Step 4: Create the Fundamental Script (principal.py)

from interactive_assistant import interactive_mode
from index_knowledge_base import create_index
from colorama import Fore, Type, init

# Initialize colorama for terminal colour assist
init(autoreset=True)

print(f"{Fore.LIGHTBLUE_EX}Initializing the RAG-powered Code Assistant...{Type.RESET_ALL}")

attempt:
    print(f"{Fore.LIGHTYELLOW_EX}Indexing the information base...{Type.RESET_ALL}")
    create_index()
    print(f"{Fore.LIGHTGREEN_EX}Information base listed efficiently!{Type.RESET_ALL}")
besides Exception as e:
    print(f"{Fore.RED}Error whereas indexing the information base: {e}{Type.RESET_ALL}")

attempt:
    print(f"{Fore.LIGHTYELLOW_EX}Beginning the interactive assistant...{Type.RESET_ALL}")
    interactive_mode()
besides Exception as e:
    print(f"{Fore.RED}Error in interactive assistant: {e}{Type.RESET_ALL}")

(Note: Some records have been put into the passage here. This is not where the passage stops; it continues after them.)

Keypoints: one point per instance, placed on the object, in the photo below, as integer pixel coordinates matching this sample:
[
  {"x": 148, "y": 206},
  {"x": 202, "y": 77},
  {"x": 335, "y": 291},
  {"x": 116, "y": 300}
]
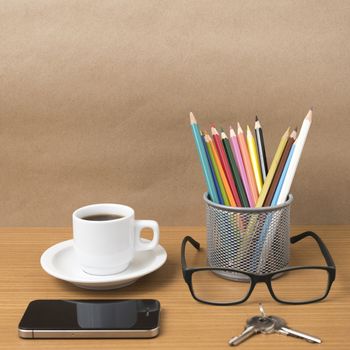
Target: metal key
[
  {"x": 256, "y": 324},
  {"x": 281, "y": 328}
]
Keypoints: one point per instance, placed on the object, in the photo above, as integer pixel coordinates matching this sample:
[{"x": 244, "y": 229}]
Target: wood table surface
[{"x": 185, "y": 323}]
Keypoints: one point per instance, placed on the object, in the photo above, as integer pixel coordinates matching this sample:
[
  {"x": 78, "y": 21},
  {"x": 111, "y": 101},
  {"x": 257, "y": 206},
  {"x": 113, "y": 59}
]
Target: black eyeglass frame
[{"x": 261, "y": 278}]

The principle script orchestrates all the course of:

Creates the information base index
Launches the interactive assistant
Handles any errors that may happen

Operating the Assistant

Ensure your Ollama server is operating:

Change the OpenAI API key in each index_knowledge_base.py and retrieval_pipeline.py along with your precise key

Run the assistant:

Now you can ask questions on your code! For instance:

“How does the calculator deal with division by zero?”
“What mathematical operations can be found?”
“Present me the implementation of multiplication”

Output:

Conclusion

Constructing a RAG-powered code assistant isn’t nearly making a device — it’s about taking possession of your workflow and making your growth course of not simply extra environment friendly however truly extra gratifying. Positive, there are many AI-powered instruments on the market, however this hands-on method helps you to construct one thing that’s actually yours — tailor-made to your actual wants and preferences.

Alongside the best way, you’ve picked up some fairly cool abilities: establishing a information base, indexing it with LangChain, and crafting a retrieval and era pipeline with Ollama. These are the constructing blocks of making clever, context-aware instruments that may make an actual distinction in how you’re employed.